El final de la infancia
   Ginés Cutillas (España)

   En el colegio lo tenían claro: los regalos de Navidad eran cosa de los padres. Pablito decía que no, que en su casa era Papá Noel quien traía los regalos en Nochebuena. Estaba tan seguro que los apostó todos con los amigos.
   Aquella noche, agazapado tras el árbol, esperó con la pistola de su padre entre las manos a que apareciera un año más el hombre de rojo.
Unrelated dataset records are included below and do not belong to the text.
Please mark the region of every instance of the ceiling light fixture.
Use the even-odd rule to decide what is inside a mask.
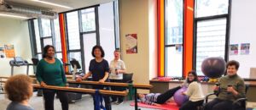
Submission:
[[[19,15],[12,15],[12,14],[0,14],[0,16],[4,16],[4,17],[11,17],[11,18],[17,18],[17,19],[29,19],[25,16],[19,16]]]
[[[70,8],[70,9],[73,8],[71,8],[71,7],[67,7],[67,6],[65,6],[65,5],[61,5],[61,4],[53,3],[49,3],[49,2],[41,1],[41,0],[32,0],[32,1],[33,1],[33,2],[38,2],[38,3],[44,3],[44,4],[49,4],[49,5],[53,5],[53,6],[57,6],[57,7],[61,7],[61,8]]]

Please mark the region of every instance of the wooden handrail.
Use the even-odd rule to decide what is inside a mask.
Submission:
[[[94,90],[94,89],[53,86],[53,85],[41,86],[37,84],[33,84],[32,86],[36,89],[57,90],[57,91],[65,91],[79,92],[79,93],[94,94],[96,92],[96,90]],[[112,96],[126,96],[127,95],[127,92],[125,91],[115,91],[99,90],[99,92],[102,95],[112,95]]]
[[[124,87],[129,87],[128,83],[114,83],[114,82],[104,82],[100,83],[98,81],[74,81],[74,80],[67,80],[68,83],[72,84],[84,84],[84,85],[109,85],[109,86],[124,86]],[[153,85],[143,85],[143,84],[132,84],[132,86],[138,89],[151,89],[153,88]]]
[[[0,76],[0,79],[9,79],[9,77]]]

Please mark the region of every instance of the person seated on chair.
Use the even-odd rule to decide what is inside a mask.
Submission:
[[[189,71],[188,79],[190,83],[187,91],[183,94],[188,96],[189,100],[183,103],[179,110],[197,110],[197,107],[202,106],[205,96],[195,71]]]
[[[33,95],[32,80],[25,74],[17,74],[8,79],[4,90],[6,96],[12,101],[6,110],[34,110],[28,101]]]
[[[189,71],[189,74],[190,74],[190,73],[193,72],[194,71]],[[172,97],[174,93],[179,89],[181,89],[183,86],[188,87],[188,85],[189,85],[190,83],[194,82],[195,79],[197,79],[196,74],[195,76],[193,78],[187,78],[182,85],[170,89],[162,94],[160,93],[149,93],[146,95],[137,94],[138,99],[140,100],[139,102],[148,105],[160,106],[160,104],[166,103],[171,97]]]
[[[239,107],[232,107],[232,102],[238,98],[245,96],[244,80],[238,76],[239,63],[235,60],[228,62],[227,75],[218,80],[219,86],[214,86],[218,91],[218,97],[206,104],[204,110],[232,110]],[[236,107],[237,106],[237,107]]]
[[[109,80],[111,82],[122,83],[123,82],[123,74],[125,74],[125,65],[124,61],[120,59],[120,51],[115,50],[113,52],[114,58],[110,62],[110,74]],[[112,86],[111,91],[125,91],[125,87],[120,86]],[[111,96],[113,103],[121,104],[124,102],[124,96]]]

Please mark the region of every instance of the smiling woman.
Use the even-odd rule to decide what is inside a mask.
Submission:
[[[44,47],[43,59],[37,67],[37,80],[41,86],[56,85],[67,86],[67,78],[61,61],[55,57],[55,47],[47,45]],[[54,110],[55,95],[60,97],[62,110],[68,110],[67,93],[59,91],[44,90],[44,99],[45,110]]]

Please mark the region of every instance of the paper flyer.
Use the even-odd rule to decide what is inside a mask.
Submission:
[[[137,53],[137,34],[125,35],[126,53]]]
[[[230,55],[238,55],[238,44],[230,45]]]
[[[250,53],[250,43],[241,44],[241,54],[248,55]]]
[[[4,45],[4,47],[5,47],[5,56],[7,58],[12,58],[15,57],[14,45]]]
[[[4,45],[0,45],[0,58],[5,58],[5,47]]]

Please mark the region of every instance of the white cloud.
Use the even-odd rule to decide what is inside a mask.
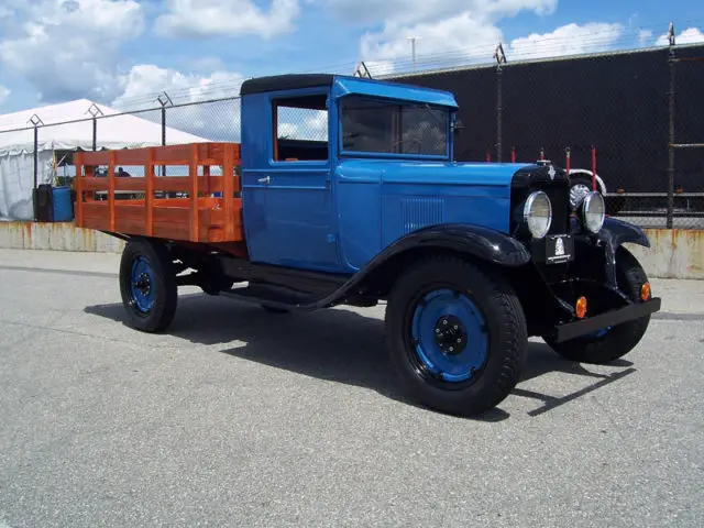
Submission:
[[[679,35],[675,33],[674,35],[675,44],[696,44],[698,42],[704,42],[704,32],[698,28],[688,28],[682,31]],[[667,46],[669,45],[670,40],[668,34],[660,35],[656,41],[656,46]]]
[[[640,30],[638,32],[638,44],[640,46],[645,46],[652,38],[652,31],[650,30]]]
[[[398,29],[420,22],[438,22],[469,13],[473,19],[496,21],[529,10],[550,14],[558,0],[312,0],[328,6],[345,22],[376,24],[384,20],[386,29]]]
[[[166,109],[168,127],[212,141],[239,141],[240,103],[238,100],[179,106],[182,103],[232,98],[239,95],[244,78],[237,73],[216,72],[208,76],[188,75],[152,64],[134,66],[121,78],[122,94],[111,107],[117,110],[139,110],[158,106],[156,96],[166,91],[176,107]],[[140,114],[161,120],[161,112]]]
[[[267,12],[252,0],[167,0],[168,11],[155,23],[168,37],[257,35],[272,38],[288,33],[300,8],[298,0],[273,0]]]
[[[230,72],[215,72],[209,76],[187,75],[153,64],[141,64],[121,78],[122,94],[112,101],[112,106],[125,110],[135,105],[148,107],[150,102],[156,103],[156,96],[162,91],[166,91],[174,103],[234,97],[242,80],[240,74]]]
[[[624,33],[622,24],[566,24],[551,33],[515,38],[506,50],[509,61],[578,55],[609,50]]]
[[[549,14],[557,8],[557,0],[371,0],[363,7],[352,0],[327,2],[352,21],[365,21],[369,13],[384,19],[381,31],[365,33],[360,42],[362,59],[373,76],[410,69],[409,37],[418,38],[418,69],[492,61],[502,38],[499,20],[520,11]]]
[[[6,88],[4,86],[0,85],[0,107],[4,103],[4,101],[8,100],[8,97],[10,97],[10,89]]]
[[[144,13],[135,0],[41,0],[15,2],[13,22],[0,63],[33,82],[42,100],[108,100],[120,90],[120,47],[142,33]]]

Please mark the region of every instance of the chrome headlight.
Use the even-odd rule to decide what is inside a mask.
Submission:
[[[606,204],[601,193],[587,194],[580,205],[582,226],[591,233],[598,233],[606,219]]]
[[[552,223],[552,205],[542,190],[531,193],[524,206],[524,221],[536,239],[542,239]]]

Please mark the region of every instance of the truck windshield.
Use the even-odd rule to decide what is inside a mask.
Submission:
[[[422,102],[346,96],[341,99],[342,150],[447,156],[450,112]]]

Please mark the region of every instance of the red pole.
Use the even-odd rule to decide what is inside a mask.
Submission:
[[[596,190],[596,146],[592,145],[592,190]]]

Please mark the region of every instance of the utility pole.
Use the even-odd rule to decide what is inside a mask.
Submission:
[[[416,41],[418,41],[420,37],[419,36],[407,36],[406,38],[408,38],[410,41],[410,53],[411,56],[414,58],[414,72],[416,70]]]

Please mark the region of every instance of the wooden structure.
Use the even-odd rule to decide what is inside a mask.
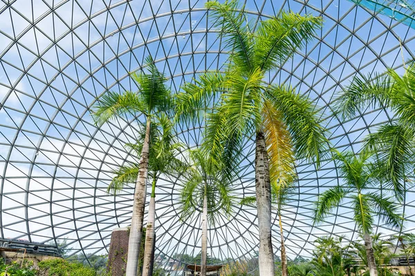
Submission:
[[[206,266],[206,275],[210,276],[219,276],[222,265]],[[199,264],[188,264],[183,272],[183,276],[199,275],[201,266]]]

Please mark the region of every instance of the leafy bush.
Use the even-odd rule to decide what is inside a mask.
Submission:
[[[4,259],[0,259],[0,276],[35,276],[33,270],[33,262],[25,261],[23,265],[13,262],[6,264]]]
[[[48,259],[40,262],[39,276],[95,276],[93,268],[82,264],[69,262],[63,259]]]

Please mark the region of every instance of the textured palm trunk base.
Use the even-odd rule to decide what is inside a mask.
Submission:
[[[154,246],[154,218],[156,215],[156,199],[150,198],[149,205],[148,221],[145,233],[145,246],[144,247],[144,264],[142,266],[142,276],[151,276],[150,270],[153,266],[151,257]]]
[[[137,276],[138,268],[138,255],[141,246],[142,221],[144,219],[144,208],[145,207],[145,188],[148,175],[150,118],[147,118],[145,137],[141,151],[139,162],[138,176],[134,190],[134,201],[133,204],[133,215],[130,229],[128,255],[125,276]]]
[[[112,276],[125,274],[125,258],[128,252],[129,230],[127,227],[113,230],[108,253],[107,269]]]
[[[367,255],[367,264],[369,266],[369,273],[370,276],[378,276],[376,270],[376,263],[375,262],[375,255],[374,254],[374,247],[372,245],[371,237],[370,235],[365,234],[365,246],[366,247],[366,254]]]
[[[278,215],[279,221],[279,233],[281,234],[281,270],[282,276],[288,276],[287,268],[287,255],[285,250],[285,244],[284,241],[284,232],[282,230],[282,221],[281,221],[281,214]]]
[[[203,197],[203,213],[202,215],[202,261],[201,276],[206,276],[206,257],[208,254],[208,197]]]
[[[274,276],[274,253],[271,242],[271,186],[264,132],[257,133],[255,186],[259,231],[259,275]]]

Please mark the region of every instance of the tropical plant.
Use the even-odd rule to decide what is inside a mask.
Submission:
[[[415,234],[412,233],[403,233],[393,235],[389,240],[398,241],[398,246],[402,249],[405,255],[408,270],[411,276],[414,275],[415,271]],[[414,260],[414,271],[409,264],[409,258]]]
[[[149,204],[147,224],[146,226],[145,245],[142,275],[148,275],[151,266],[152,248],[154,244],[154,221],[156,214],[156,186],[157,180],[162,174],[178,175],[185,170],[185,163],[177,158],[182,145],[177,141],[173,132],[173,124],[165,115],[156,117],[157,122],[153,122],[150,126],[150,149],[149,153],[148,170],[152,178],[151,193]],[[142,128],[141,129],[145,129]],[[140,156],[142,151],[142,146],[145,138],[145,132],[140,133],[140,137],[136,144],[128,143],[125,146]],[[122,190],[127,183],[131,183],[137,179],[139,172],[139,164],[128,164],[120,167],[114,171],[112,181],[108,186],[108,191],[116,193]]]
[[[339,95],[335,110],[343,119],[371,106],[393,111],[394,121],[369,135],[365,148],[376,153],[378,178],[402,202],[415,160],[415,63],[409,63],[403,76],[388,69],[371,77],[355,77]]]
[[[314,276],[315,267],[311,263],[297,264],[288,268],[290,276]]]
[[[230,62],[225,73],[207,72],[194,83],[186,83],[177,97],[176,115],[189,119],[206,105],[213,107],[207,115],[204,148],[212,162],[225,164],[228,175],[239,165],[243,141],[255,137],[259,272],[273,276],[270,184],[277,179],[292,181],[295,157],[315,157],[320,165],[328,146],[311,101],[289,87],[268,85],[264,79],[313,39],[322,19],[281,12],[255,25],[240,12],[243,7],[237,1],[205,5],[232,51]]]
[[[208,222],[214,224],[214,217],[221,210],[232,213],[233,197],[228,178],[222,174],[222,168],[213,164],[206,153],[200,149],[189,151],[191,167],[181,193],[181,219],[185,221],[202,207],[202,237],[201,275],[206,275],[208,253]]]
[[[315,241],[313,264],[319,275],[343,276],[354,265],[349,246],[342,244],[343,237],[320,237]]]
[[[131,74],[132,79],[139,86],[138,92],[125,91],[122,95],[108,92],[100,99],[99,103],[95,104],[91,112],[98,126],[122,116],[137,118],[143,115],[146,120],[145,136],[140,155],[139,172],[134,190],[127,276],[136,276],[137,274],[146,200],[145,188],[148,175],[151,120],[156,119],[158,117],[156,117],[156,115],[169,110],[170,103],[170,92],[165,85],[165,77],[158,71],[151,57],[146,60],[148,74]]]
[[[392,258],[395,257],[393,253],[394,244],[388,239],[380,238],[381,233],[371,235],[374,248],[374,256],[377,266],[378,273],[383,276],[392,275],[391,269],[388,268]],[[356,253],[362,259],[365,268],[367,270],[369,266],[367,262],[367,252],[365,244],[354,242],[353,247],[356,249]],[[364,275],[369,275],[369,271],[366,271]]]
[[[353,219],[359,233],[365,240],[367,259],[371,276],[378,275],[371,234],[375,217],[378,217],[387,226],[399,228],[402,218],[398,214],[398,206],[390,197],[384,197],[376,187],[373,166],[367,152],[356,155],[352,152],[335,152],[338,162],[342,186],[331,188],[320,195],[315,203],[314,221],[322,222],[331,210],[338,206],[347,197],[353,210]]]

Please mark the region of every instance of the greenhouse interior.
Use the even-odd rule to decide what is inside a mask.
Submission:
[[[414,0],[1,0],[0,275],[415,275]]]

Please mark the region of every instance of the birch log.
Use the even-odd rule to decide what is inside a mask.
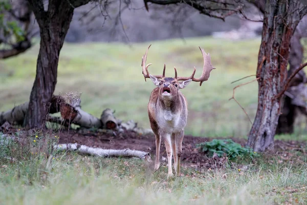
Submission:
[[[138,157],[147,161],[150,160],[150,154],[148,152],[138,150],[131,150],[129,149],[124,150],[105,150],[101,148],[94,148],[85,145],[75,144],[60,144],[54,145],[54,148],[58,150],[68,150],[76,151],[82,154],[98,156],[101,157]]]
[[[55,113],[59,111],[60,105],[62,104],[63,99],[58,96],[52,97],[50,101],[50,113]],[[0,113],[0,125],[6,121],[12,124],[13,122],[22,125],[26,114],[29,108],[29,102],[26,102],[21,105],[15,107],[11,110]]]
[[[117,119],[113,115],[114,111],[107,108],[102,112],[100,120],[105,128],[116,129],[117,128]]]
[[[87,113],[81,109],[81,99],[76,99],[71,103],[65,104],[61,107],[61,116],[70,123],[85,128],[100,128],[102,126],[100,119]]]
[[[11,110],[0,113],[0,125],[6,121],[10,124],[16,122],[18,125],[23,125],[24,119],[29,107],[29,102],[25,102],[13,108]]]

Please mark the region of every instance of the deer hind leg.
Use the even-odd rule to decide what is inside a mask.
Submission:
[[[184,136],[184,131],[177,133],[175,136],[175,144],[176,146],[176,155],[177,163],[176,165],[175,172],[176,175],[180,176],[180,158],[182,154],[182,141]]]
[[[166,153],[167,154],[167,161],[168,162],[168,173],[167,176],[168,177],[172,176],[172,170],[171,168],[171,157],[172,155],[172,150],[171,145],[171,137],[170,134],[166,134],[164,136],[164,144],[165,144],[165,149],[166,149]]]
[[[161,137],[159,134],[156,135],[156,161],[155,161],[155,170],[160,167],[160,149],[161,145]]]
[[[175,143],[175,133],[172,133],[171,138],[171,149],[172,150],[173,157],[174,158],[174,169],[176,170],[176,164],[177,163],[177,155],[176,154],[176,144]]]

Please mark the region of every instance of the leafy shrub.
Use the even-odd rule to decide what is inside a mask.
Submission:
[[[238,156],[254,157],[256,153],[251,149],[242,147],[240,144],[235,143],[232,139],[216,139],[211,141],[201,143],[196,147],[201,152],[212,156],[215,153],[220,157],[225,154],[229,160],[235,159]]]

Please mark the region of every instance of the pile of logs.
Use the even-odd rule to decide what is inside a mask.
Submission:
[[[122,122],[114,116],[114,111],[106,109],[98,118],[83,111],[81,108],[80,97],[65,97],[54,96],[47,110],[46,121],[56,123],[64,127],[70,127],[72,124],[83,128],[105,129],[123,131],[125,130],[133,130],[139,133],[146,134],[151,133],[150,129],[144,129],[137,127],[133,120]],[[17,106],[11,110],[0,113],[0,128],[5,129],[8,125],[23,126],[29,107],[29,102]],[[60,117],[55,117],[51,114],[60,113]]]

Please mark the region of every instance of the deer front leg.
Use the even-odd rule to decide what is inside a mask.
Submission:
[[[172,155],[172,150],[171,146],[170,134],[166,134],[164,136],[164,144],[165,144],[165,149],[167,154],[167,161],[168,162],[168,173],[167,177],[172,176],[172,171],[171,170],[171,157]]]
[[[184,136],[184,130],[177,133],[175,136],[175,143],[176,144],[176,155],[177,163],[175,165],[175,172],[178,176],[180,176],[180,158],[182,154],[182,141]]]
[[[177,155],[176,154],[176,144],[175,143],[175,133],[172,133],[171,135],[171,149],[173,152],[173,157],[174,158],[174,169],[176,170],[176,164],[177,163]]]
[[[160,167],[160,148],[161,145],[161,137],[159,135],[156,135],[156,161],[155,162],[155,170]]]

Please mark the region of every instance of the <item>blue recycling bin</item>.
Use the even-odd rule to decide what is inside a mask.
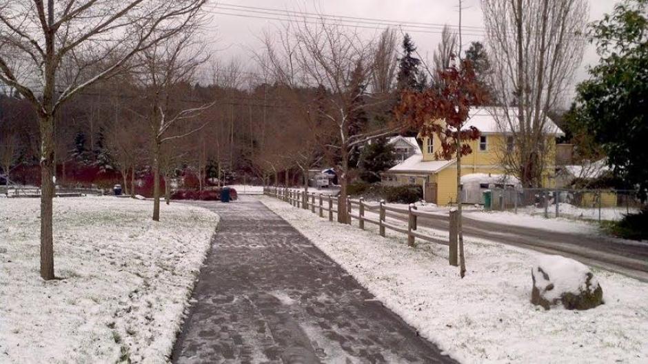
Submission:
[[[230,188],[223,187],[221,190],[221,202],[230,202]]]

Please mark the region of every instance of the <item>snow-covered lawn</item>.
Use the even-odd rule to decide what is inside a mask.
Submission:
[[[593,268],[605,304],[588,311],[529,302],[540,255],[466,241],[464,279],[447,247],[330,223],[267,196],[260,199],[310,239],[424,337],[463,363],[647,363],[648,284]]]
[[[263,193],[263,186],[252,185],[227,185],[234,188],[239,194],[261,194]]]
[[[560,232],[597,234],[600,230],[598,224],[594,222],[562,217],[546,219],[543,215],[527,214],[522,210],[517,214],[509,211],[472,210],[467,211],[465,216],[475,220]]]
[[[39,275],[37,199],[0,201],[0,362],[164,363],[219,217],[115,197],[54,200],[54,267]]]
[[[550,218],[556,217],[556,205],[547,207],[547,213]],[[638,209],[636,208],[626,208],[618,206],[616,208],[601,208],[600,219],[608,221],[618,221],[623,219],[627,213],[636,213]],[[518,209],[518,213],[534,216],[544,216],[544,207],[529,206]],[[581,208],[574,206],[569,203],[558,203],[558,216],[570,219],[598,221],[598,209],[597,208]]]

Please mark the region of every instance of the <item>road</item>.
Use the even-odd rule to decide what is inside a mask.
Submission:
[[[221,224],[172,361],[456,364],[260,201]]]
[[[388,212],[388,217],[407,221],[407,215]],[[418,226],[448,231],[449,217],[419,217]],[[533,249],[543,253],[569,256],[648,282],[648,243],[628,241],[609,236],[560,232],[463,218],[464,236]]]

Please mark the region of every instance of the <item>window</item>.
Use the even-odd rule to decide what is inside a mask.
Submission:
[[[479,137],[479,150],[486,150],[486,136],[482,135]]]
[[[506,151],[507,152],[513,152],[513,148],[514,148],[515,143],[513,139],[513,136],[509,135],[506,137]]]

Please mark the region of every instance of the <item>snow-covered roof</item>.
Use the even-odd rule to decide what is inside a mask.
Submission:
[[[392,136],[387,141],[387,143],[389,144],[394,144],[398,142],[399,140],[402,140],[409,144],[412,148],[414,148],[414,153],[417,154],[423,154],[421,151],[421,147],[418,146],[418,142],[416,141],[416,138],[414,136],[403,136],[402,135],[396,135],[396,136]]]
[[[512,130],[507,117],[514,120],[517,114],[516,108],[471,108],[465,127],[474,126],[483,134],[508,132]],[[546,132],[558,136],[565,134],[551,118],[546,115],[545,117]]]
[[[454,163],[454,159],[451,161],[423,161],[423,154],[414,154],[389,168],[389,172],[437,172]]]
[[[565,169],[577,178],[596,179],[609,171],[606,159],[595,162],[583,162],[582,165],[565,165]]]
Sonreía mientras imaginaba la cara de sus compañeros al día siguiente delante de los calcetines vacíos.


Natividad
   Patricia Nasello (Argentina)

   En Belén de Judea nace un niño.
   Dioses paganos, héroes legendarios, sirenas, centauros, valquirias, hadas, unicornios, trolls y otras maravillas, tantas, han de morir por su causa. También morirá una cantidad incontable de seres humanos, no siempre inocentes.


El príncipe heredero
   David Vivancos Allepuz (España)

   Hunde las púas del tenedor en el roscón de Reyes, corta un pedazo y se lo lleva a la boca. La institutriz lo observa, satisfecha de los progresos del pequeño que ha sabido incluso defenderse con los cubiertos del pescado. De pronto, sus dientecitos tropiezan con algo. El niño se saca de la boca un rey de porcelana embadurnado de cabello de ángel y enseña la sorpresa oculta en el roscón a la familia. Los tíos de Grecia aplauden. La madre coge la figurita, la limpia con la servilleta y se la devuelve con una sonrisa. El padre, con solemnidad impostada y reverencia incluida, ciñe la corona de cartón en la cabeza del pequeño. Todos ríen la ocurrencia. También sus hermanas y los primos. En realidad, todos lo hacen menos el hermano mayor. A él el asunto no le ha hecho ni pizca de gracia.